Approaching forex trading from a zero-sum game perspective might change one’s focus from the market towards the other traders. If, for instance, trader A is long the dollar, all the traders who are short become his enemies, people who are out there to take his money away from him. So what does he do to protect himself ? He finds other traders who are also long the dollar and searches the internet for news and analyses which reinforce his belief that he is in the right trade. Instead of trading being just between himself and the market (which is impersonal), he transforms it in a fight between himself and his group against the rest of traders.
Is that the correct way of looking at trading ? Is it a fight between longs and shorts ? No and no.

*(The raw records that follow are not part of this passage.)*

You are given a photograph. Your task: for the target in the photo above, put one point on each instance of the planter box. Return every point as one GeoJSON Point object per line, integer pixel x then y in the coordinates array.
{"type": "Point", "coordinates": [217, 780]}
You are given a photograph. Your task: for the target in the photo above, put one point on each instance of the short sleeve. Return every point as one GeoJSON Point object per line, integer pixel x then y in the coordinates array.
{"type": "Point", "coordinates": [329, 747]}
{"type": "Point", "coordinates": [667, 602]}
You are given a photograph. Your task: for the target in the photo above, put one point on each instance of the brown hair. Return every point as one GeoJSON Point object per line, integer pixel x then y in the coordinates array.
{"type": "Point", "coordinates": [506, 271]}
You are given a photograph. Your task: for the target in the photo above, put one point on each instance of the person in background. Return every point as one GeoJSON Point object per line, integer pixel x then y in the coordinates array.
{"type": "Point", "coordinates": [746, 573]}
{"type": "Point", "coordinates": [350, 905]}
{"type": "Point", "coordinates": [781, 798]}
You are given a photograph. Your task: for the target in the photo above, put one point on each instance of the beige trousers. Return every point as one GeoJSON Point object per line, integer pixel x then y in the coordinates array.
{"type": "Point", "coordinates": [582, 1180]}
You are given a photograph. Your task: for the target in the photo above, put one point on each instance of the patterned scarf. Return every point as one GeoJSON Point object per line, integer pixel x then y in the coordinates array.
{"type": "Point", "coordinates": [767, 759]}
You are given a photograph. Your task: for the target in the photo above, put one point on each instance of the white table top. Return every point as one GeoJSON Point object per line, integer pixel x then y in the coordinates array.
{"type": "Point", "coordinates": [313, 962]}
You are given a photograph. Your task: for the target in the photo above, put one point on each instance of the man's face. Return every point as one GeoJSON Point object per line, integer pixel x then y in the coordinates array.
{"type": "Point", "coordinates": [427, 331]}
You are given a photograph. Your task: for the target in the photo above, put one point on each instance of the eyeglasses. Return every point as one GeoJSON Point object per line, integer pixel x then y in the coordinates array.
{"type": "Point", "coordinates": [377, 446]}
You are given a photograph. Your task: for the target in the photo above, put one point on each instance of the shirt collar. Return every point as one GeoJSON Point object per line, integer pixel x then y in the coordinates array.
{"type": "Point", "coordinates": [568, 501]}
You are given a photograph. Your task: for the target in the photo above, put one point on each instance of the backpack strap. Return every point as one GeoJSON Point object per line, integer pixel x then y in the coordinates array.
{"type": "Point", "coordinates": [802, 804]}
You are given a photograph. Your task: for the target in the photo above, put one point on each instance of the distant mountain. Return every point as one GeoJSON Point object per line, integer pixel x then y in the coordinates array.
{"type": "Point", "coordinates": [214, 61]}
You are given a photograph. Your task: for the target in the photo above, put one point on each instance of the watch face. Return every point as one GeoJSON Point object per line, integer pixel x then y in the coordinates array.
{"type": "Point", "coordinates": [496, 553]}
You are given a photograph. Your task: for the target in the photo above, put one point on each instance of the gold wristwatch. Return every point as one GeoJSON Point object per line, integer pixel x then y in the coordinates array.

I don’t believe that trading forex is a zero-sum game. Forex is a market with an average daily volume of more than $4 trillion dollars. It has a wide variety of participants that we can divide in two categories. The commercials, from the British holiday-maker who needs to buy Euros for his visit in Paris to big firms like Amazon or Google who buy dollars when they repatriate overseas profits. The non-commercials, from the beginner trader who tries his hand with a $500 account to the big banks and hedge-funds who deal in billions.
Now that we have the big picture, I hope it becomes obvious that it’s not necessary at all for someone to lose in order for trader A to win his $5k on Eur/Usd.